My solve is to cancel the run when the upload_file function is called, Create a fake user message (hidden from the end user), with the uploaded files attached, then re-start a new run automatically.

And this wasn’t working with any consistency until I adjusted the fake user message to be something like this:

“I have uploaded the file for you to now use!”

Basically role play the user uploading the file themselves and the assistant doesn’t get confused so much.

2 Likes

For anyone looking at this now, Rob360’s method is what worked for me.
Flow:
Assistant calls function with sql query as argument. The function saves the results of the query as csv and file is uploaded to storage:

file_upload = client.files.create(
            file=open(csv_file_path, "rb"),
            purpose='assistants'
        )

The function then updates the tool resources with the file id as Rob suggested.

tool_resources_updated = {
            "code_interpreter": {
                "file_ids": [file_id]
            }
        }

        client.beta.assistants.update(
            assistant_id='assistant_id',
            tool_resources=tool_resources_updated
        )

The function returns file id which is submitted as tool_outputs.
I had to clearly instruct the assistant to activate the code interpreter on the file id from the function call and it works!

2 Likes

is it applicable for the file_search too?

I will definitely try this, thanks.

Do you have any idea how to achieve the opposite way consistently? If the code interpreter generates a file which I want to use in another tool, I currently have to hope that the assistant consistently posts a link - otherwise the file does not leave the sandbox environment. I pull the file ID from the annotations and download the file. Next, the assistant needs to be told the file-ID which it does not know. This is necessary to ensure it can reference the correct file as input for the function tool call. I am relying on a fake user message to do that, but the method is very touch and go at the moment.

This worked for me also. The one problem is that the file is scoped to Assistant which means users that are sharing an Assistant will have access to the files. This is a problem in my use case.

This was an easy fix by modifying the thread instead.

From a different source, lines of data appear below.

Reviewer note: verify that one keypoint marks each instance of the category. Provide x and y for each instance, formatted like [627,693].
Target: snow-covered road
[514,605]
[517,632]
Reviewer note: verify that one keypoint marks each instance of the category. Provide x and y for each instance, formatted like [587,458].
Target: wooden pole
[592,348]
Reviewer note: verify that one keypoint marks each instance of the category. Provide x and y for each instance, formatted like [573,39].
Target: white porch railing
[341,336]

tool_resources = {"code_interpreter": {"file_ids": file_ids} }
client.beta.threads.update(
       thread_id=thread.id,            
       tool_resources=tool_resources
)

I note that Chatgpt seems to handle this issue seamlessly. I have a custom GPT that queries files from an API and can instantly use the files in Interpreter. My Assistants version does not work quite as well. If anyone has any other solutions, please post.

Yep.

I built an entire application around this - so that during a call, the LLM would produce data → that data updates documents (whether on-disk/server or “ephemeral in database only”) → that data then included in the next internal re-prompting of the LLM (if desired) → also that data (the output of run #1) can be purposefully parsed and filtered based on parameters of run #2 (not all data that was saved in file needs to be provided necessarily - can be filtered before including in run #2 context window) → continues indefinitely until results pass inspection → return to user facing

I’m not sure how useful or not the agents/assistants SDK has been for folks - but I tell you what - if you do it yourself you can get it all to work beautifully… and it’s awesome. And there’s no limitations on how you route/store the data…

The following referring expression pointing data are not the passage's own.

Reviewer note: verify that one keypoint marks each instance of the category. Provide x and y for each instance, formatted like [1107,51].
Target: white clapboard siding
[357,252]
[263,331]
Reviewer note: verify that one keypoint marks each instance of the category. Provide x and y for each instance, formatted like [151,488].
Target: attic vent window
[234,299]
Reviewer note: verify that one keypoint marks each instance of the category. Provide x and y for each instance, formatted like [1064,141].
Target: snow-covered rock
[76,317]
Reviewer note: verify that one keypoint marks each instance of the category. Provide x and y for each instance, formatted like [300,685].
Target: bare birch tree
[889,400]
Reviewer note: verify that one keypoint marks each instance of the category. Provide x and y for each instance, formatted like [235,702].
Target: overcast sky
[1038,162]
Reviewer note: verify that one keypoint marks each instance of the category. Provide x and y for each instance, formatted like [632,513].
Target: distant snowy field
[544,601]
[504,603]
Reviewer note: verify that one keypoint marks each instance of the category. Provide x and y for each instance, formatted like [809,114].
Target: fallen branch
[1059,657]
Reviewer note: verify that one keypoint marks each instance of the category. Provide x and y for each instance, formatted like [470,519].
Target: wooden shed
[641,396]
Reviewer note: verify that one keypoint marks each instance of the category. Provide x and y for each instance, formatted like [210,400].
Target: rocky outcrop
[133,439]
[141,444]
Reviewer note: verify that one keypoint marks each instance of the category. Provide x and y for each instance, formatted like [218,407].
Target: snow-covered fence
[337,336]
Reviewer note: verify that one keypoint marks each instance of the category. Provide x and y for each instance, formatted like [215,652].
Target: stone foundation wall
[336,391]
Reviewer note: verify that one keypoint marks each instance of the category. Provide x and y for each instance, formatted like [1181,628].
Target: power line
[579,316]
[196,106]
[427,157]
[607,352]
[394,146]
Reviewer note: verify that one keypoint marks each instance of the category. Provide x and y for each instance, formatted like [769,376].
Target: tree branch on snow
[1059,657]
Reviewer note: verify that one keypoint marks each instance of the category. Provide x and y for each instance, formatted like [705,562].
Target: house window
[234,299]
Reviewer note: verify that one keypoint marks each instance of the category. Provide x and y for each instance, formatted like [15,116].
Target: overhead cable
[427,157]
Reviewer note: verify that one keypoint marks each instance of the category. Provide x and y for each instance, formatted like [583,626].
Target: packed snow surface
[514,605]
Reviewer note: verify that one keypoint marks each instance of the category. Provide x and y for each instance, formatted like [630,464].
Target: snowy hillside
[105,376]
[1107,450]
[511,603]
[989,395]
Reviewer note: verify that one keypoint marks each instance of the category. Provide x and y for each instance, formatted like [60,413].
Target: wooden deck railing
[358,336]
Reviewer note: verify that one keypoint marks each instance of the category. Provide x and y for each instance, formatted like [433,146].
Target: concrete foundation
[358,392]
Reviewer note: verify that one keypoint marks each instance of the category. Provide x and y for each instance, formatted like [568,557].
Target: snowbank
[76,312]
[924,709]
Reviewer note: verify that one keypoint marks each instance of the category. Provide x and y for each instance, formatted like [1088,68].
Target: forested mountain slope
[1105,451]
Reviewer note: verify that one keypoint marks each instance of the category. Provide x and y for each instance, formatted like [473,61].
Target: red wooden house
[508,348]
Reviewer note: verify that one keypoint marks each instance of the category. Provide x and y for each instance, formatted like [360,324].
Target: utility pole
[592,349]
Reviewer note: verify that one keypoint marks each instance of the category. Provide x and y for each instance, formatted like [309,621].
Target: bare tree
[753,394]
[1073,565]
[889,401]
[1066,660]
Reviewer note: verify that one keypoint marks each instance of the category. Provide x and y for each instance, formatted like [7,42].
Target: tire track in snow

But of course, you’ve got to switch approaches a bit to handle everything yourself in terms of data storage and retrieval - I don’t know if the SDKs or endpoints can “work partially in-house and partially in OAS’s backend” - I’m guessing no - but hey - take all those dev hours and just put them into your own backend and use the much-faster completions endpoint, and control all processing, retrieval, storage, tools, threads, flows, etc, on your own end…

So just my two cents and nudge to say “use the LLM as a tool within your desired system, and the build the system yourself” - as opposed to using a system that doesn’t have the functionality, flexibility, or modifiability that’s necessary to achieve your goals.